Jeszcze jedna ważna rzecz... muszę się nauczyć pić więcej, dużo więcej wody... 
W tym celu ściągnęłam sobie aplikację Hydro na mojego androida i będę ją testować :) 

Nie liczę kalorii, bo mi się nie chce. Zdrowe posiłki mają to do siebie, że jeśli się je powoli to nie da się zjeść za dużo. Poza tym nie obciążam się psychicznie, że mogę zjeść tylko tyle, albo muszę jeszcze coś dojeść. Organizm też się przez to nie broni i nie gromadzi tłuszczowych zapasów na ewentualny głód. Jem, kiedy chcę, tylko pilnuję, bo było to zdrowe i pożywne lub lekkie w zależności od pory dnia i potrzeb :) 

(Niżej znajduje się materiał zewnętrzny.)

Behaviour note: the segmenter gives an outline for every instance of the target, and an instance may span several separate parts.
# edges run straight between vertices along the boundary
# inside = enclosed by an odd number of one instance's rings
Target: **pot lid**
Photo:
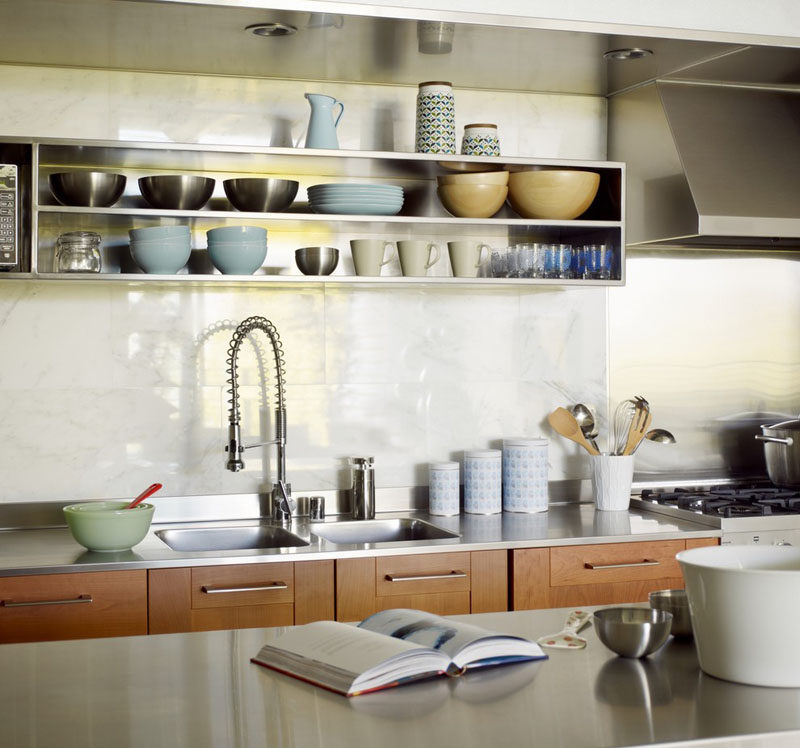
[[[762,426],[763,429],[781,429],[783,431],[800,431],[800,419],[793,418],[791,421],[781,421],[771,426]]]

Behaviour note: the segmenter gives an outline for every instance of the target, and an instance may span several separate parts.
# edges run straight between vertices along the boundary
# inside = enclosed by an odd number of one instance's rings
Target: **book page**
[[[368,631],[441,651],[459,668],[478,660],[484,660],[484,664],[499,664],[514,659],[546,657],[538,644],[522,637],[451,621],[421,610],[382,610],[358,625]]]
[[[289,629],[265,648],[285,650],[355,677],[396,655],[418,650],[419,645],[337,621],[315,621]]]

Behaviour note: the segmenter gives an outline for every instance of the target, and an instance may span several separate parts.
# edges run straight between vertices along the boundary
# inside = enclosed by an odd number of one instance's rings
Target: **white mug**
[[[447,250],[453,275],[457,278],[476,278],[478,270],[489,262],[492,254],[492,248],[481,242],[447,242]]]
[[[428,268],[439,261],[440,252],[433,242],[409,239],[397,242],[403,275],[426,275]]]
[[[386,257],[386,249],[389,255]],[[353,239],[350,242],[356,275],[380,275],[381,268],[394,257],[394,244],[381,239]]]

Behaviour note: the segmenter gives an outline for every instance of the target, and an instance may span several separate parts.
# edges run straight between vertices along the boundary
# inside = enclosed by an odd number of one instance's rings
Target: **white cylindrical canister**
[[[456,104],[447,81],[419,84],[417,94],[417,153],[456,152]]]
[[[451,516],[461,511],[457,462],[432,462],[428,466],[428,512]]]
[[[547,511],[547,439],[503,440],[503,511]]]
[[[497,514],[503,511],[502,456],[499,449],[464,452],[464,511]]]

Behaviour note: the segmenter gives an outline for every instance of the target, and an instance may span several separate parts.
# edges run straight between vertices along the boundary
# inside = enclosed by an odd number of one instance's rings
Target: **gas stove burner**
[[[800,490],[770,485],[644,489],[641,497],[655,504],[725,518],[800,514]]]

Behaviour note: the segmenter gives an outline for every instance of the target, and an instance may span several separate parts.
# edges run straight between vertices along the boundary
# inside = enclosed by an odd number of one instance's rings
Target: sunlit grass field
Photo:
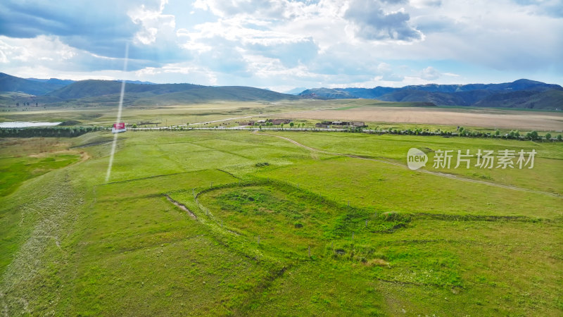
[[[563,313],[560,142],[127,132],[106,183],[111,139],[3,142],[8,315]],[[411,147],[460,179],[409,170]],[[535,166],[429,166],[479,149]]]

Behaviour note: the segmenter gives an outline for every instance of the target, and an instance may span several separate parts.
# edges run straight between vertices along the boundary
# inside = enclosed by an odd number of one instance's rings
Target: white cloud
[[[420,73],[420,77],[426,80],[435,80],[440,78],[441,75],[442,74],[432,66],[426,67]]]
[[[155,43],[159,35],[170,37],[175,34],[176,27],[175,16],[163,14],[167,2],[167,0],[160,0],[158,10],[151,10],[143,4],[127,12],[127,15],[131,18],[133,23],[141,27],[141,29],[135,34],[135,41],[148,45]]]

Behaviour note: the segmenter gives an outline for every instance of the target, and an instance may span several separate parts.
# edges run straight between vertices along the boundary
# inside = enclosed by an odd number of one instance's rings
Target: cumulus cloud
[[[5,0],[0,65],[15,74],[115,76],[129,42],[128,75],[155,82],[397,86],[481,72],[491,82],[545,73],[561,83],[562,7],[560,0]]]
[[[436,80],[442,74],[432,66],[426,67],[420,73],[420,77],[426,80]]]
[[[422,39],[422,33],[409,25],[410,16],[403,8],[387,11],[377,0],[353,0],[349,6],[344,18],[353,23],[359,37],[401,41]]]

W niedzielę będę imprezować na I Komunii szwagierki :) 
Tak, mam 6-letnią szwagierkę :D 
I nie zanosi się, żeby były tam dania dietetyczne, 
dlatego przede mną wyzwanie - powybierać z menu 
to, co dla mnie najlepsze, 
pamiętając, że 
nie będę się odchudzać od jutra , 
bo odchudzam się od wczoraj. :)

  • tuti83

    tuti83

    10 maja 2013, 07:47

    Ja tez nie liczę... chyba ześwirowałabym ciągle wszystko analizując :P

  • pulpet1990

    pulpet1990

    10 maja 2013, 07:34

    no ;) pewnie znajdzie się coś miej kalorycznego :D Ale przecież nikt nie mówi ,że trzeba wszystkiego spróbować. Miłej zabawy !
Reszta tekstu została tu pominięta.